Taylor v. Crone
Taylor v. Crone
Opinion
Case: 23-40627 Document: 43-1 Page: 1 Date Filed: 06/17/2024
United States Court of Appeals for the Fifth Circuit United States Court of Appeals ____________ Fifth Circuit FILED No. 23-40627 June 17, 2024 ____________ Lyle W. Cayce Clerk Tad Taylor, Plaintiff—Appellant, versus Marcia A. Crone, United States Judge; Steven Buys, Assistant United States Attorney; Hornok, Assistant United States Attorney; United States of America, Defendants—Appellees. ______________________________ Appeal from the United States District Court for the Eastern District of Texas USDC No. 4:22-CV-79 ______________________________ Before Clement, Engelhardt, and Ramirez, Circuit Judges.
Per Curiam: * Tad Taylor, federal prisoner # 26966-078, moves for leave to proceed in forma pauperis (IFP) on appeal from the dismissal without prejudice of his civil action for lack of subject matter jurisdiction. Taylor’s IFP motion constitutes a challenge to the district court’s certification that his appeal was not taken in good faith. See Baugh v. Taylor, 117 F.3d 197, 202 (5th Cir. 1997); _____________________ * This opinion is not designated for publication. See 5th Cir. R. 47.5.
Case: 23-40627 Document: 43-1 Page: 2 Date Filed: 06/17/2024
No. 23-40627
see also Fed. R. App. P. 24(a). The inquiry into an IFP movant’s good faith is “limited to whether the appeal involves ‘legal points arguable on their merits (and therefore not frivolous).’” Howard v.

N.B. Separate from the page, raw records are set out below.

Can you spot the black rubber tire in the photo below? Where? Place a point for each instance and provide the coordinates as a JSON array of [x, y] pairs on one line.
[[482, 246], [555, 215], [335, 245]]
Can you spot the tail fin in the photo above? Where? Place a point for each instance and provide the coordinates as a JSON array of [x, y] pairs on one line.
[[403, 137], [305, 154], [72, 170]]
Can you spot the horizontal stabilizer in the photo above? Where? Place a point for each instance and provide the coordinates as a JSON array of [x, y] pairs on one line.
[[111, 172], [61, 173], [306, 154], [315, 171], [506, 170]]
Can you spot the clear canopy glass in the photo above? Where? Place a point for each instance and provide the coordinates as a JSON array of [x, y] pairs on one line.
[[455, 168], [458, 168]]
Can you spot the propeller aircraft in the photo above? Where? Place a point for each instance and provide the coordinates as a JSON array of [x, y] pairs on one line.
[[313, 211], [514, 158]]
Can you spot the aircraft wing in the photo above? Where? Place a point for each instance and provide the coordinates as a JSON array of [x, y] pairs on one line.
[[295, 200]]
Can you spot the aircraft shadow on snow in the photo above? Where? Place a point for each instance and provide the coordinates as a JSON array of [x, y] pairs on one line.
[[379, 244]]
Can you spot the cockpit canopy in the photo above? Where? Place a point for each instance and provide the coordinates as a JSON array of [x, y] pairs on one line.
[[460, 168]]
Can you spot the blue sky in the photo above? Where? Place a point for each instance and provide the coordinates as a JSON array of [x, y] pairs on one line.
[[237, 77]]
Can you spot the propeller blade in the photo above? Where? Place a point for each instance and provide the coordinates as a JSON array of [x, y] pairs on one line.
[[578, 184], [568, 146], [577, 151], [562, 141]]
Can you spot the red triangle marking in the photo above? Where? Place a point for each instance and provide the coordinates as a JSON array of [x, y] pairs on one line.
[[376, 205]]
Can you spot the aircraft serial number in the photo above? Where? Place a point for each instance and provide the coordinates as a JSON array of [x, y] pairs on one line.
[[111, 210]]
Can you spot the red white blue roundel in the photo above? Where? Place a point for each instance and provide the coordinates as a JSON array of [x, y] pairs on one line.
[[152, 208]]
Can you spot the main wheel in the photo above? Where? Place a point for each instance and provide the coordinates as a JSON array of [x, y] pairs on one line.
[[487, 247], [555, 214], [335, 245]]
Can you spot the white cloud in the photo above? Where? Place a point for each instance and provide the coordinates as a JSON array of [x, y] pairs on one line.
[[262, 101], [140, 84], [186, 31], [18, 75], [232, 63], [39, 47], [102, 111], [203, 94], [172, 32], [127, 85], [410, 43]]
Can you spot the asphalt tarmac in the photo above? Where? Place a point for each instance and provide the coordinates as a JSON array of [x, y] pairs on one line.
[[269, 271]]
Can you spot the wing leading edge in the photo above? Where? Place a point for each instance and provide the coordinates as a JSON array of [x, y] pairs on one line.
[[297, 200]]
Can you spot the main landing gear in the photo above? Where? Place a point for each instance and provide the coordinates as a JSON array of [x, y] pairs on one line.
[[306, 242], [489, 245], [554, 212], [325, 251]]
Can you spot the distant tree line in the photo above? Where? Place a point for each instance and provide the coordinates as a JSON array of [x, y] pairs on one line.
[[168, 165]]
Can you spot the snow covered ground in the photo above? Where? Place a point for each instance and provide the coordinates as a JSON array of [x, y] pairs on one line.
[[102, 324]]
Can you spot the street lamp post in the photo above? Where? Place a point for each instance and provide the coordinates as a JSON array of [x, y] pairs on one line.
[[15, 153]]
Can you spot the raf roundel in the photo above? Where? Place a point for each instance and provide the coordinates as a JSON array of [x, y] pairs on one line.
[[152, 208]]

King, 707 F.2d 215, 220 (5th Cir. 1983) (citation omitted).
In his IFP motion, Taylor makes claims of corruption and perjury similar to those that he raised in his amended complaint. He does not address the district court’s determinations regarding exhaustion, sovereign immunity, and the court’s lack of subject matter jurisdiction, nor does he acknowledge or challenge the substitution of the United States as the sole defendant. Accordingly, he has abandoned any challenge to the basis for the district court’s decision. See Yohey v. Collins, 985 F.2d 222, 224-25 (5th Cir. 1993); Brinkmann v. Dallas Cnty. Deputy Sheriff Abner, 813 F.2d 744, 748 (5th Cir. 1987).
Because Taylor fails to show that his appeal raises a nonfrivolous issue, his motion to proceed IFP is DENIED, and the appeal is DISMISSED as frivolous. See Baugh, 117 F.3d at 202 n.24; Howard, 707 F.2d at 220; 5th Cir. R. 42.2.
Our dismissal of this appeal counts as a strike for purposes of 28 U.S.C. § 1915(g). See Adepegba v. Hammons, 103 F.3d 383, 387-88 (5th Cir. 1996), abrogated in part on other grounds by Coleman v. Tollefson, 575 U.S. 532, 535-39 (2015). Taylor now has two strikes for purposes of § 1915(g). See Taylor v. Kendall Law Grp., P.L.L.C., No. 21-10280, 2021 WL 6102485, at *1 (5th Cir. Dec. 23, 2021) (unpublished). Taylor is WARNED that if he accumulates three strikes, he will not be able to proceed IFP in any civil action or appeal while he is incarcerated or detained in any facility unless he is under imminent danger of serious physical injury. See 28 U.S.C. § 1915(g).